Although this has not been proven empirically, it does appear that a predominant focus on investor and customer relationships can negatively impact on the relationship a brand has with its employee and community audiences. Currently companies do
seem to spend most of their brand resources on the customer and investor audiences, but this is changing rapidly. More and more organizations are realizing the importance of building their brands within their organizations to ensure employee commitment, and delivery of the desired brand experience. Cause Related Marketing is also developing as a discipline, where businesses and charities develop partnerships with the aim of leveraging both brands for mutual benefit – the organization is perceived as caring for the charities’ cause, building Social Brand Capital amongst its customers, whilst the charity receives much needed publicity and funds.

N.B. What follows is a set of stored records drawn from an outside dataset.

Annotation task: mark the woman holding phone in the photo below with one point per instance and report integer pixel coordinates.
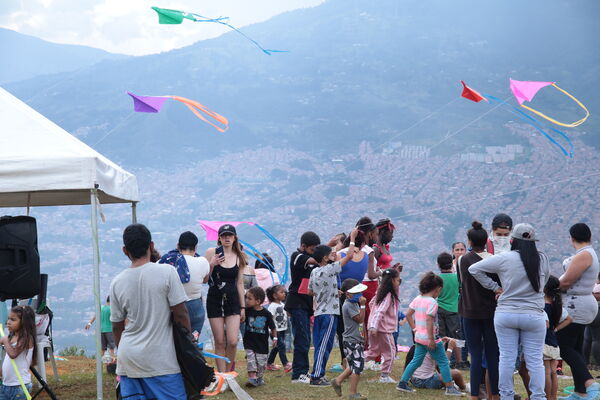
(225, 300)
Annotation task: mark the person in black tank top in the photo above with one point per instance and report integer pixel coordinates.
(225, 300)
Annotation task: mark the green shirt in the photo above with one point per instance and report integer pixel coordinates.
(106, 325)
(448, 299)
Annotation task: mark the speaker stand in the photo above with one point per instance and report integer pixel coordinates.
(44, 385)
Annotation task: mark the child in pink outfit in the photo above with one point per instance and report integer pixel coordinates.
(383, 322)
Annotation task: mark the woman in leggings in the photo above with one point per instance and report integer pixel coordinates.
(577, 283)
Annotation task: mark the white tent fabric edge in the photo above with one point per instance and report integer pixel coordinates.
(43, 165)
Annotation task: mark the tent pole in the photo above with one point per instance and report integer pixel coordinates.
(96, 262)
(134, 212)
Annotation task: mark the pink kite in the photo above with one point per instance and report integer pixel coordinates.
(471, 94)
(212, 227)
(526, 90)
(153, 104)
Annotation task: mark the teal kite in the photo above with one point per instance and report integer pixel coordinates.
(166, 16)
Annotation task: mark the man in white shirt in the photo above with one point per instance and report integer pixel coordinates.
(146, 295)
(199, 270)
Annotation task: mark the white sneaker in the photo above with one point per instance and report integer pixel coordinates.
(302, 379)
(373, 366)
(225, 387)
(387, 379)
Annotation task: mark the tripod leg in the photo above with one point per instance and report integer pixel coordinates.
(43, 383)
(53, 360)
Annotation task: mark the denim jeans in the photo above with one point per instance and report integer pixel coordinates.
(279, 349)
(480, 337)
(197, 314)
(301, 328)
(13, 392)
(531, 329)
(324, 330)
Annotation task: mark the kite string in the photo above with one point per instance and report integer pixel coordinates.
(459, 130)
(387, 141)
(223, 21)
(533, 122)
(571, 125)
(410, 214)
(114, 128)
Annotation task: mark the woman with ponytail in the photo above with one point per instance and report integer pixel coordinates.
(558, 318)
(225, 301)
(523, 273)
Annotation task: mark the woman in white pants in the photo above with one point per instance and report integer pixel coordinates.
(523, 272)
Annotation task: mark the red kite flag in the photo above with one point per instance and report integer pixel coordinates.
(471, 94)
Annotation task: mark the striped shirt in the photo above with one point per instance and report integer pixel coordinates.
(424, 306)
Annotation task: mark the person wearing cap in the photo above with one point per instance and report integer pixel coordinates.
(384, 322)
(499, 240)
(300, 305)
(360, 267)
(353, 313)
(323, 286)
(225, 301)
(523, 273)
(476, 306)
(147, 296)
(577, 283)
(193, 272)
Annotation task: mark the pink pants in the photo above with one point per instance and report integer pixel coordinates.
(382, 344)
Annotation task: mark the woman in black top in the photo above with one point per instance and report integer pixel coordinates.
(225, 300)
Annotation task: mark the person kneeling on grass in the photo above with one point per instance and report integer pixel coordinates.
(256, 336)
(422, 318)
(427, 376)
(353, 314)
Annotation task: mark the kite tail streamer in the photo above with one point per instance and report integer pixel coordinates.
(281, 247)
(16, 369)
(254, 253)
(201, 18)
(571, 125)
(535, 123)
(194, 106)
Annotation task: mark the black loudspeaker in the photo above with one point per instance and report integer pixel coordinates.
(19, 258)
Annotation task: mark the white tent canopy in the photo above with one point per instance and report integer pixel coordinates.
(43, 165)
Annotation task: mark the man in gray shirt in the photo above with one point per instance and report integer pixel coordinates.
(145, 295)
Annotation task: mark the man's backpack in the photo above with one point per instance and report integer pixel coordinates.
(197, 374)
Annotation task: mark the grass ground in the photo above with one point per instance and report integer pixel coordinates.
(78, 382)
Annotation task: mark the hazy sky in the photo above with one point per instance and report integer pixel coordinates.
(131, 26)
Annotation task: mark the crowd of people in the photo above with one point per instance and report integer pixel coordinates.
(491, 307)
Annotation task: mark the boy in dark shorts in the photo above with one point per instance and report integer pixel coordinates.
(259, 325)
(353, 312)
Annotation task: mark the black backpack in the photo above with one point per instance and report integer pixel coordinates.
(197, 374)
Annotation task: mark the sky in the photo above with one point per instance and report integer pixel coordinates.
(131, 26)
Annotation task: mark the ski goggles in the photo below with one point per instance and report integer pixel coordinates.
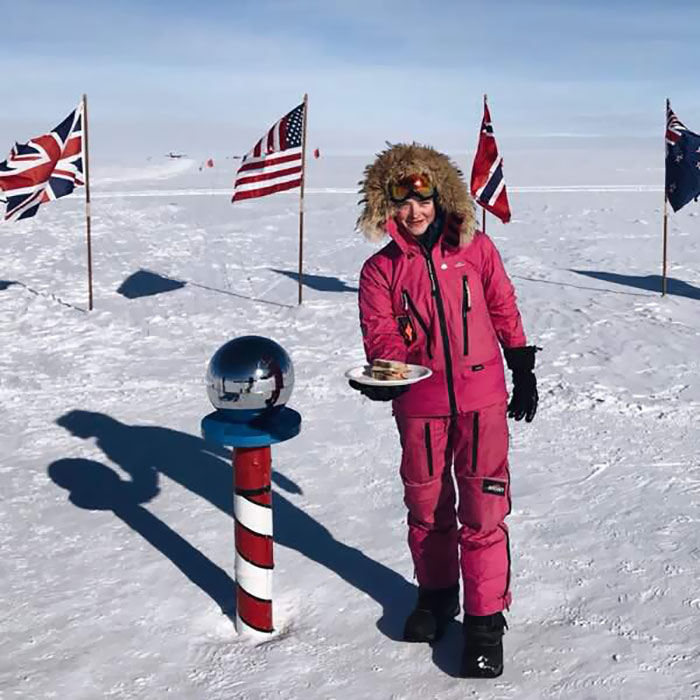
(418, 186)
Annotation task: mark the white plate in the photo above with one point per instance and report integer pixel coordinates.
(361, 374)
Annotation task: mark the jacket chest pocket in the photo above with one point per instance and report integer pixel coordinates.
(411, 321)
(466, 308)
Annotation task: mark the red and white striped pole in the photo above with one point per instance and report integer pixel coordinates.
(252, 507)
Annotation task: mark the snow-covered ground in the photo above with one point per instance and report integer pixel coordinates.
(115, 520)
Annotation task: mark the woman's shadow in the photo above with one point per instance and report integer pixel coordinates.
(144, 452)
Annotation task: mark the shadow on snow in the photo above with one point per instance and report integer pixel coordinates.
(651, 283)
(318, 282)
(145, 452)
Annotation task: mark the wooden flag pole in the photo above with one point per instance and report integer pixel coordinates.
(483, 210)
(665, 259)
(87, 199)
(301, 196)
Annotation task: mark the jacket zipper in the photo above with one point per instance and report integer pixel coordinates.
(410, 306)
(466, 308)
(429, 449)
(443, 331)
(475, 442)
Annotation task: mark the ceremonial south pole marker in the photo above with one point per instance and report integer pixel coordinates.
(249, 381)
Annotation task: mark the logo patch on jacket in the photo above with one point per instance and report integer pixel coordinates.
(496, 488)
(407, 330)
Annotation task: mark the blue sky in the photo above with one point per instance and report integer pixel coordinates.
(213, 76)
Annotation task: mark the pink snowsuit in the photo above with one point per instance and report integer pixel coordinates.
(449, 310)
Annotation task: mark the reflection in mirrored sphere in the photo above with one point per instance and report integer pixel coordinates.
(248, 376)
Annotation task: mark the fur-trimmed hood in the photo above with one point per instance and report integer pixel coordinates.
(400, 160)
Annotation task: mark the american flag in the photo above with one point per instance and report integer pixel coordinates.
(46, 168)
(487, 184)
(275, 163)
(682, 162)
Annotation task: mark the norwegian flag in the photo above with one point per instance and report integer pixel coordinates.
(46, 168)
(275, 163)
(682, 162)
(487, 184)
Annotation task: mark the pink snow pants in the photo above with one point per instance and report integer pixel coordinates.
(475, 447)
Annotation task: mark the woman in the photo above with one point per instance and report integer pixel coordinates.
(438, 295)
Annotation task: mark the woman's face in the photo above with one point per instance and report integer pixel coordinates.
(416, 216)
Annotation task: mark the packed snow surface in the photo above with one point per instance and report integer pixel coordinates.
(116, 529)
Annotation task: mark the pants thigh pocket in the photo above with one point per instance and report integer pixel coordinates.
(483, 502)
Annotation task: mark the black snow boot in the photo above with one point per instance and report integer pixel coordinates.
(434, 609)
(483, 646)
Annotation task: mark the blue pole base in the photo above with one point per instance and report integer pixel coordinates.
(262, 431)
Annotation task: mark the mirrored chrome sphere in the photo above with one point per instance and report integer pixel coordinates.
(248, 376)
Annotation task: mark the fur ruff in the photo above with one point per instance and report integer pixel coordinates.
(403, 159)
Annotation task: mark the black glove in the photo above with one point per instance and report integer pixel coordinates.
(378, 393)
(523, 401)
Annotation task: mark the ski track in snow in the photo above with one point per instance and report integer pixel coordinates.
(118, 593)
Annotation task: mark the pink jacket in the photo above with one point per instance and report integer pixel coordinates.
(447, 310)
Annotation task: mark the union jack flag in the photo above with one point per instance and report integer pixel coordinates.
(487, 184)
(46, 168)
(274, 164)
(682, 162)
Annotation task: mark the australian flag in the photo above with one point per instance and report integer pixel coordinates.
(682, 162)
(46, 168)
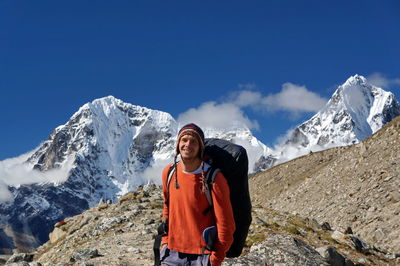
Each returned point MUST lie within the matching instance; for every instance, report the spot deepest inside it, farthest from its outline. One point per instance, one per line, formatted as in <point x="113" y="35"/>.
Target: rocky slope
<point x="122" y="234"/>
<point x="355" y="186"/>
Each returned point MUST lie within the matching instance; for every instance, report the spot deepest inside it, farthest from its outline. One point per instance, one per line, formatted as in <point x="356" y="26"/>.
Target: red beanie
<point x="194" y="130"/>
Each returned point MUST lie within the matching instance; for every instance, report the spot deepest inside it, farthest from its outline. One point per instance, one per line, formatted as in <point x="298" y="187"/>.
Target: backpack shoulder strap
<point x="171" y="172"/>
<point x="210" y="178"/>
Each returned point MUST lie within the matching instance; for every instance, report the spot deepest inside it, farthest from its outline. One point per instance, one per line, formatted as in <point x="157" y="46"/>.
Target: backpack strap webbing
<point x="210" y="178"/>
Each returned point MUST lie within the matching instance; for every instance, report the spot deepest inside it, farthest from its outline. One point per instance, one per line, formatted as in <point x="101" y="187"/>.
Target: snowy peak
<point x="356" y="110"/>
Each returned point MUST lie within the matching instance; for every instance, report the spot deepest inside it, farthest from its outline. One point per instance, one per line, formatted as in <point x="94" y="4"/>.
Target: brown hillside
<point x="356" y="186"/>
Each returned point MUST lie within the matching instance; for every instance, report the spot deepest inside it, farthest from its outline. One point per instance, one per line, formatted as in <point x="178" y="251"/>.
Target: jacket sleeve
<point x="223" y="217"/>
<point x="165" y="196"/>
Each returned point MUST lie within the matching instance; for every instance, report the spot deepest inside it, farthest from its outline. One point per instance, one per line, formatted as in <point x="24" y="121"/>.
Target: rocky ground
<point x="122" y="234"/>
<point x="356" y="186"/>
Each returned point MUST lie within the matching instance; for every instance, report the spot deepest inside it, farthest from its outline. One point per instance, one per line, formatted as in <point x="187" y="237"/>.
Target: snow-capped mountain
<point x="106" y="149"/>
<point x="356" y="110"/>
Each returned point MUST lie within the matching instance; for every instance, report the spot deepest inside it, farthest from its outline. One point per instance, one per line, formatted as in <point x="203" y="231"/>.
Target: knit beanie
<point x="193" y="130"/>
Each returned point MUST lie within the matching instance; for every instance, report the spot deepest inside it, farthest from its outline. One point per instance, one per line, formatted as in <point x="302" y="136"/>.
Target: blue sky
<point x="179" y="55"/>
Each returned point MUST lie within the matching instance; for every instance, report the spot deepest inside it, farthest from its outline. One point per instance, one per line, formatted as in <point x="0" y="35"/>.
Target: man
<point x="187" y="210"/>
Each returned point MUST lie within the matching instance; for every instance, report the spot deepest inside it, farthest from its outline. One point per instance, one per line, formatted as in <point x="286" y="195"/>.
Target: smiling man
<point x="188" y="212"/>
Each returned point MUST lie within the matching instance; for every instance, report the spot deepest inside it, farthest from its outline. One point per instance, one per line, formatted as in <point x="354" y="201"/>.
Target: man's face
<point x="189" y="147"/>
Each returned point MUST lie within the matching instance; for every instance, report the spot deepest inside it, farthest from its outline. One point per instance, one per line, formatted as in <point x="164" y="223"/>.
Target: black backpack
<point x="231" y="159"/>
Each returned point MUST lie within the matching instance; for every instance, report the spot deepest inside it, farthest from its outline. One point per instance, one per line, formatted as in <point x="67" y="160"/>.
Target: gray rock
<point x="360" y="245"/>
<point x="326" y="226"/>
<point x="20" y="257"/>
<point x="333" y="257"/>
<point x="84" y="254"/>
<point x="279" y="250"/>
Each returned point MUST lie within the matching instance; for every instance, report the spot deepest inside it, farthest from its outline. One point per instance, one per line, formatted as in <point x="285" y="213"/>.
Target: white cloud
<point x="379" y="80"/>
<point x="246" y="98"/>
<point x="16" y="171"/>
<point x="292" y="98"/>
<point x="211" y="114"/>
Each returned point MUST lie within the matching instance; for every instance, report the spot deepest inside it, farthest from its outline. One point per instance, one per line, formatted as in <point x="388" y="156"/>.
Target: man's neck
<point x="191" y="165"/>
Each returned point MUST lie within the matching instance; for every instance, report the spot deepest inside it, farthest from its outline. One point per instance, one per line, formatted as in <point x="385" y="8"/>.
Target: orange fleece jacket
<point x="186" y="220"/>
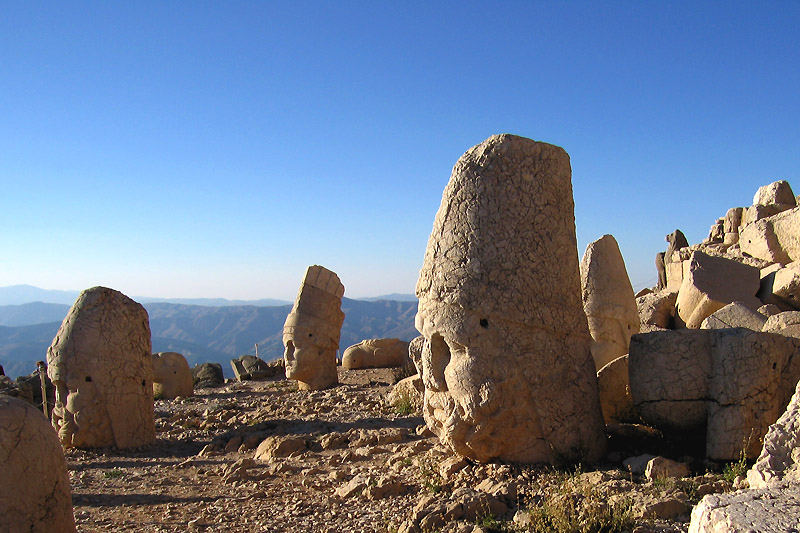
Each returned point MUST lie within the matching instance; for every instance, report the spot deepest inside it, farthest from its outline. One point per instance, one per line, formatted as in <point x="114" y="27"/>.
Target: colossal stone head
<point x="506" y="363"/>
<point x="311" y="331"/>
<point x="101" y="365"/>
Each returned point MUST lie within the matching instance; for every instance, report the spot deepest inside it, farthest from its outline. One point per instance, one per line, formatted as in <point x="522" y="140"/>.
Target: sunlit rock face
<point x="101" y="366"/>
<point x="35" y="493"/>
<point x="506" y="362"/>
<point x="312" y="329"/>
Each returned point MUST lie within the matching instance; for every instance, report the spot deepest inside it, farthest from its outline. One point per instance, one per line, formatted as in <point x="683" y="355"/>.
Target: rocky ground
<point x="345" y="460"/>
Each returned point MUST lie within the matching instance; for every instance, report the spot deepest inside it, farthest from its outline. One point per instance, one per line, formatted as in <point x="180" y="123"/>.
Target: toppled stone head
<point x="506" y="363"/>
<point x="101" y="365"/>
<point x="312" y="329"/>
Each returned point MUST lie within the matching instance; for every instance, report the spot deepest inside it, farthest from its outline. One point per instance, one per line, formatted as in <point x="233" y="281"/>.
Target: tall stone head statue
<point x="101" y="366"/>
<point x="506" y="364"/>
<point x="312" y="329"/>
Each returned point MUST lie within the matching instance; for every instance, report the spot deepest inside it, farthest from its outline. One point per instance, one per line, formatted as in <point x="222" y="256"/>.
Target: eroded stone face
<point x="506" y="363"/>
<point x="101" y="366"/>
<point x="608" y="300"/>
<point x="312" y="329"/>
<point x="35" y="492"/>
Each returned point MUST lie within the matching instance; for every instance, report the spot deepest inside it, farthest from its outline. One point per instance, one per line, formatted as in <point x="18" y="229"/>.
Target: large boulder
<point x="608" y="300"/>
<point x="35" y="492"/>
<point x="506" y="362"/>
<point x="172" y="376"/>
<point x="207" y="375"/>
<point x="656" y="310"/>
<point x="771" y="509"/>
<point x="781" y="451"/>
<point x="710" y="283"/>
<point x="376" y="353"/>
<point x="312" y="330"/>
<point x="775" y="238"/>
<point x="101" y="365"/>
<point x="732" y="382"/>
<point x="734" y="315"/>
<point x="615" y="393"/>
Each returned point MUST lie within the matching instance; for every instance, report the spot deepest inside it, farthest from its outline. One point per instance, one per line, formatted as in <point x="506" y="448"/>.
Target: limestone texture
<point x="207" y="375"/>
<point x="656" y="310"/>
<point x="172" y="376"/>
<point x="734" y="315"/>
<point x="731" y="382"/>
<point x="35" y="491"/>
<point x="767" y="510"/>
<point x="615" y="394"/>
<point x="608" y="300"/>
<point x="710" y="283"/>
<point x="506" y="365"/>
<point x="781" y="451"/>
<point x="101" y="365"/>
<point x="312" y="329"/>
<point x="376" y="353"/>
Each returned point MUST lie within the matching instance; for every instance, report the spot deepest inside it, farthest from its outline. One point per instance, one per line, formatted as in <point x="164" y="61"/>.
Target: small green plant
<point x="574" y="507"/>
<point x="739" y="467"/>
<point x="113" y="474"/>
<point x="403" y="404"/>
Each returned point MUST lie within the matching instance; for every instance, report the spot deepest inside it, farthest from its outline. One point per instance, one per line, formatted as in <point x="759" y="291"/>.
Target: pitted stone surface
<point x="608" y="300"/>
<point x="781" y="452"/>
<point x="735" y="382"/>
<point x="376" y="353"/>
<point x="34" y="486"/>
<point x="312" y="330"/>
<point x="101" y="365"/>
<point x="734" y="315"/>
<point x="506" y="365"/>
<point x="710" y="283"/>
<point x="767" y="510"/>
<point x="172" y="376"/>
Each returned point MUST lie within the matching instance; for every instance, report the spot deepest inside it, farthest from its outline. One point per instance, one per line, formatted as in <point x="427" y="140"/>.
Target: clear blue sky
<point x="215" y="149"/>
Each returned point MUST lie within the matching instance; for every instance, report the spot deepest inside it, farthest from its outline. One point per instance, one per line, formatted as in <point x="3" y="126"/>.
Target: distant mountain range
<point x="202" y="333"/>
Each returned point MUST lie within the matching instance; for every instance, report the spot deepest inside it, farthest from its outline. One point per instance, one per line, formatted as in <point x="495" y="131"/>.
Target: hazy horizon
<point x="217" y="150"/>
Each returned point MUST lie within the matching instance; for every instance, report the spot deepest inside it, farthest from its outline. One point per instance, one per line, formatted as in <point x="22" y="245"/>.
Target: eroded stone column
<point x="101" y="366"/>
<point x="312" y="329"/>
<point x="506" y="363"/>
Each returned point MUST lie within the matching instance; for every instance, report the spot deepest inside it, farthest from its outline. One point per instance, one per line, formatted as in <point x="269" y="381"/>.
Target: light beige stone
<point x="656" y="310"/>
<point x="735" y="382"/>
<point x="661" y="467"/>
<point x="775" y="239"/>
<point x="34" y="486"/>
<point x="776" y="193"/>
<point x="172" y="376"/>
<point x="713" y="282"/>
<point x="376" y="353"/>
<point x="608" y="300"/>
<point x="615" y="394"/>
<point x="734" y="315"/>
<point x="312" y="329"/>
<point x="781" y="451"/>
<point x="772" y="509"/>
<point x="408" y="389"/>
<point x="506" y="365"/>
<point x="101" y="365"/>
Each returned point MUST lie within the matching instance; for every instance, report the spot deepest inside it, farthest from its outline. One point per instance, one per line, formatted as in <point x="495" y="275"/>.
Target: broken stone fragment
<point x="710" y="283"/>
<point x="608" y="300"/>
<point x="35" y="488"/>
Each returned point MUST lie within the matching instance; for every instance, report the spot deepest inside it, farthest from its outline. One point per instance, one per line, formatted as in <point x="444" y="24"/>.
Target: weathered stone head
<point x="35" y="493"/>
<point x="101" y="365"/>
<point x="506" y="363"/>
<point x="312" y="329"/>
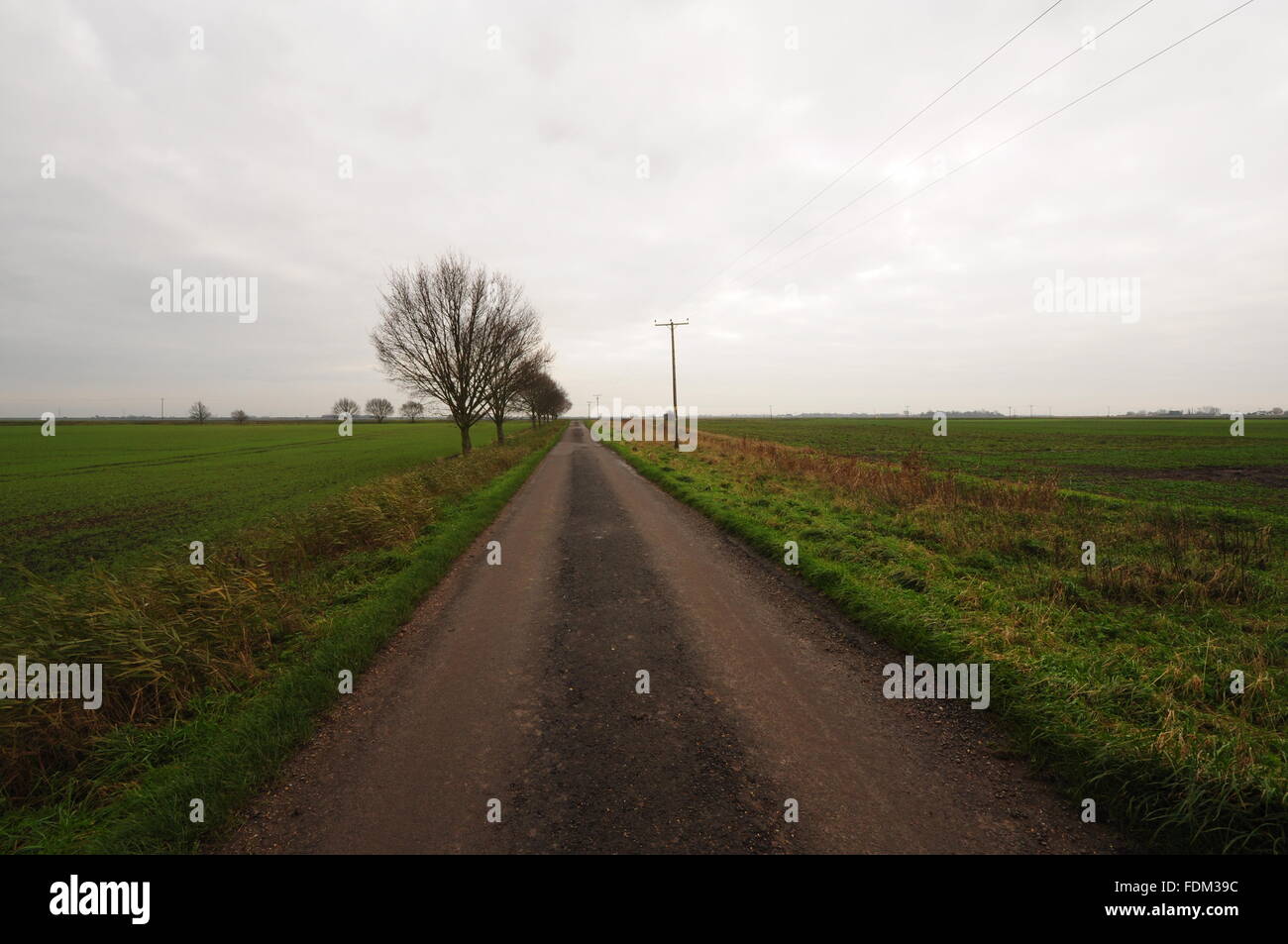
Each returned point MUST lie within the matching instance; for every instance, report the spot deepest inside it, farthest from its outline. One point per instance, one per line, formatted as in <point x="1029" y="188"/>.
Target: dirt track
<point x="518" y="682"/>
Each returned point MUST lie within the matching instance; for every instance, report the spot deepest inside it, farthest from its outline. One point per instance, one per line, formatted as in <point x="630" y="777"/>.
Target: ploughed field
<point x="119" y="493"/>
<point x="1127" y="579"/>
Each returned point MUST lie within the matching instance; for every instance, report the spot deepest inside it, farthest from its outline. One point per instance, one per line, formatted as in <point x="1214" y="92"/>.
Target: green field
<point x="218" y="672"/>
<point x="1116" y="675"/>
<point x="119" y="493"/>
<point x="1184" y="462"/>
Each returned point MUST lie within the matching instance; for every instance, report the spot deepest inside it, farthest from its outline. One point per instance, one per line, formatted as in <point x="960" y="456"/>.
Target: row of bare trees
<point x="380" y="408"/>
<point x="459" y="335"/>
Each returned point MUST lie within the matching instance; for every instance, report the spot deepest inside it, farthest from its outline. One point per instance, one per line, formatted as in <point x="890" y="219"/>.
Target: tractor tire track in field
<point x="518" y="682"/>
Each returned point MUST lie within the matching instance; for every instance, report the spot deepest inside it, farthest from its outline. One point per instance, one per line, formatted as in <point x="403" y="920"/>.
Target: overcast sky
<point x="518" y="134"/>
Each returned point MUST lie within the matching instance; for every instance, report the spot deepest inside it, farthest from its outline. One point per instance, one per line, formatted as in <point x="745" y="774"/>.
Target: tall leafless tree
<point x="437" y="334"/>
<point x="380" y="408"/>
<point x="519" y="356"/>
<point x="542" y="398"/>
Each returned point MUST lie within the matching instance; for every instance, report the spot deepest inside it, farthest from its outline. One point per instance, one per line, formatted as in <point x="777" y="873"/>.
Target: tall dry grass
<point x="170" y="630"/>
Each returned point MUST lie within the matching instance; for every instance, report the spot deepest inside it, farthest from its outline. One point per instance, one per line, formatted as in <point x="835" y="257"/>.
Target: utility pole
<point x="675" y="399"/>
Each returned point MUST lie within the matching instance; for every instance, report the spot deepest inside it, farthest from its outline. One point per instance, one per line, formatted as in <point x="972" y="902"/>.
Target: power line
<point x="1006" y="141"/>
<point x="944" y="141"/>
<point x="884" y="142"/>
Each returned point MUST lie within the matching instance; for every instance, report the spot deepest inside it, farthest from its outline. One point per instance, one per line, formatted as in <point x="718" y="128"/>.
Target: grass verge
<point x="1116" y="678"/>
<point x="215" y="674"/>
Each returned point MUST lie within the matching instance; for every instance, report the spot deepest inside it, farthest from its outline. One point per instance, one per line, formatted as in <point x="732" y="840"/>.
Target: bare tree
<point x="380" y="408"/>
<point x="437" y="334"/>
<point x="542" y="398"/>
<point x="518" y="356"/>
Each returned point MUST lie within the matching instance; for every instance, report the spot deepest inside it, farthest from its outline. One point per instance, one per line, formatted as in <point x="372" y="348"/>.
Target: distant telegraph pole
<point x="675" y="399"/>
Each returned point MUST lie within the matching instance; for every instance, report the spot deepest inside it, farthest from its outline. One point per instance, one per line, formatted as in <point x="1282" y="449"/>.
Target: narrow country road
<point x="518" y="682"/>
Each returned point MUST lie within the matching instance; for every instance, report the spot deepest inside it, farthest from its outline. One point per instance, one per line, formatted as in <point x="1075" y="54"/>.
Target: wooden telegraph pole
<point x="675" y="399"/>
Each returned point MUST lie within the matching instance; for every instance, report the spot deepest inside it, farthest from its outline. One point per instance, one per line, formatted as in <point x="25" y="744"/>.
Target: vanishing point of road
<point x="516" y="682"/>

By plotting each of the relationships out onto a Branding Equilibrium Score Card (see Figure 1), you are able to quickly assess your brand’s relationship strengths and weaknesses and realign your resources accordingly. You will also be able to benchmark your relationship scores internally over time, as well as against key competitors and the corporate arena at large.
Your brand strategy should flow directly from your business strategy, the two are integral, just as one cannot separate the functional side of a business from the emotional. Brands that bridge the gap between their tangible and intangible assets are far more likely to be in equilibrium and therefore to enjoy long term, sustainable success.
The aim of Branding Equilibrium is not to compromise a brand’s relationship with one audience for another, but rather to find a balance between each, with the resources it has available. Ultimately if we are measuring the strength of our relationship with each of these audiences, we will start to balance the importance of shareholder and customer interests with those of our employees and the communities that we operate within. This in turn, I believe, will create a more prosperous brand community at large.
Dee Blackie is a strategic marketing and brand consultant with extensive experience on Pan-African and Global projects. She holds a Bachelors of Journalism from Rhodes University, and has a background in publishing, advertising, market insight and brand strategy.
Dee has consulted to numerous South African and Global brands, initially with the Global Added Value Group, as Strategy Director (Africa/Middle East) for Enterprise IG and more recently in her own boutique marketing and brand consultancy, XFACTA.